Mali claims death of Islamic State terrorist who collaborated with Niger ambush attack

Mali announced on Monday that it had killed a prominent Islamist commander who led a 2017 attack that killed four American soldiers and four Nigerian soldiers, along with their interpreter.

The US Department of State Prize money of $5 million The scar was inscribed on the head of Commander Abu Huzeifa, a member of the Islamic State group, after he took part in an attack on American Green Berets and their Nigerian comrades in Tongo Tongo, Niger.

At the time, the attack was the largest loss for American troops in combat in Africa since the 1993 “Black Hawk Down” debacle in Somalia.

in post Mali’s military said on social media on Monday that it “neutralized a major foreign terrorist leader during a major operation in Liptako (a tri-border area that includes parts of Mali, Burkina Faso and Niger)” on Sunday. Announced.

The three military-led countries are uniting to fight extremist violence under a new partnership called the Sahel Alliance, which critics say is an attempt to legitimize the power grab. criticizes.

U.S. State Department and Pentagon officials said Tuesday they were aware of reports of Abu Huzeifa’s death but were seeking more information.

The United States has announced that eight people are wanted in connection with the Tongo Tongo attack. With Abu Huzeifa’s death, only Ibrahim Usman, known as Duundun Shehuf, is believed to be still alive. In 2021, France announced that it had killed the main planner of the attack, Adnan Abu Walid al-Sahrawi, head of the Islamic State branch.

The affiliate, now called Islamic State Sahel Province, declared allegiance to Islamic State. Although its core leadership was destroyed after al-Salawi’s murder, it has reunited and is “in the process of establishing a pseudo-state” in the border areas of Mali, Burkina Faso and Niger. According to ACLEDArmed Conflict Location and Event Data Project.

The announcer broadcasting news of Abu Huzeifa’s death on Mali’s state television channel described him only as a “foreigner.” Analysts said he was originally from either the disputed region of Moroccan-controlled Western Sahara or a camp in Algeria where refugees from the region have spent the past 40 years.

Photos and videos broadcast by the channel showed Abu Huzeifa with a flowing beard and mane of hair, a small man wearing a military uniform and goggles, holding an ISIS flag and a gun. .

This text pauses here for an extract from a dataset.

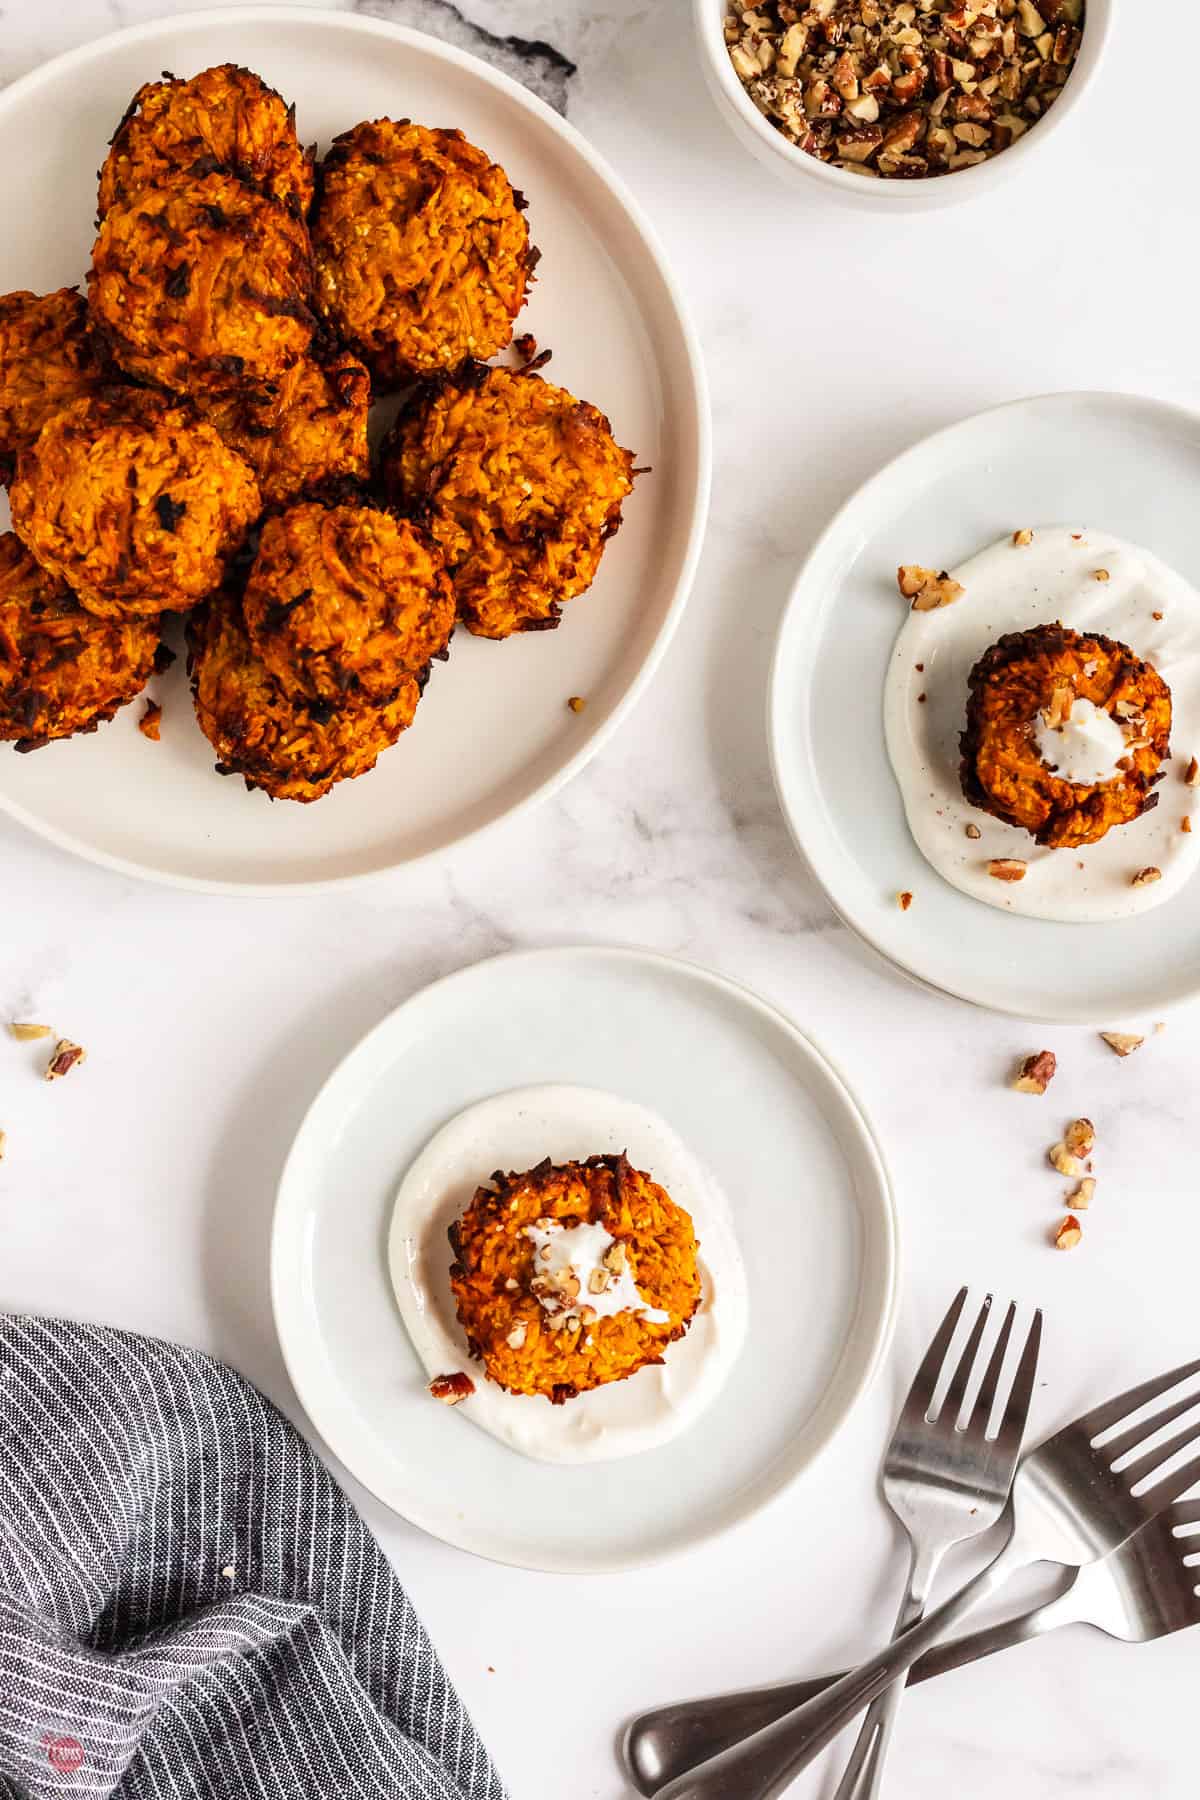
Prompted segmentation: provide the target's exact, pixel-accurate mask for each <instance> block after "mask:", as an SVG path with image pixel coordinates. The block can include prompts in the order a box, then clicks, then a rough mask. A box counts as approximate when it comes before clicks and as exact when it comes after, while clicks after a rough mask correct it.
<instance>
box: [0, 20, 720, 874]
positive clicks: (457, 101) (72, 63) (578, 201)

“Where the world’s most powerful army failed, the Malian army succeeded,” said announcer Abdoulaye Sacco.

Mali has been in crisis since rebels and jihadists overran the northern desert in 2012. A French-led foreign military intervention sent thousands of troops but failed to stop the uprising.

In 2020, coup plotters used the security crisis to justify seizing power and overthrowing Mali’s elected government. But since then, the ruling junta has pursued the same military-first strategy as foreign militaries, and almost four years later, analysts say the situation has worsened.

After a decade of fighting against the Islamists, French troops withdrew in 2022. Mali’s junta instead relied on Russian military advisers and Wagner Group mercenaries, who are accused of committing atrocities in the process of tracking the militants.

“ISIS will replace him, and its affiliates will continue to expand throughout the region,” said Colin P. Clark, a counterterrorism analyst at the New York-based security consulting firm Soufan Group. At the same time, the presence of the United States and other Western countries will also expand.” It’s shrinking. ”

Despite the postponement of elections, Mali’s military junta appears to enjoy enduring popular support, particularly in Mali’s capital, Bamako. Last November, it boosted its popularity by retaking the northern city of Kidal, which had been in the hands of separatist rebels for a decade. Upon hearing that Kidal had fallen, dozens of people waved flags and celebrated in Bamako’s Independence Square.

Bamako residents welcomed the news of Abu Huzeifa’s death on Tuesday. But he had a lower profile than other jihadists fighting in Mali, and most people were too preoccupied with the hardships of daily life to celebrate.

Severe power outages, which cut power supply in many areas for less than six hours a day, have forced many businesses to shut down, with dire consequences for the economy. severe heat wave, Partly due to climate changecausing a spike in deaths and hospitalizations in Bamako.

On Tuesday, Bamako residents joked that Mali’s military government should collect $5 million in bounties from the Americans and use them to help stop the blackouts.

Eric Schmidt He contributed reporting from Washington.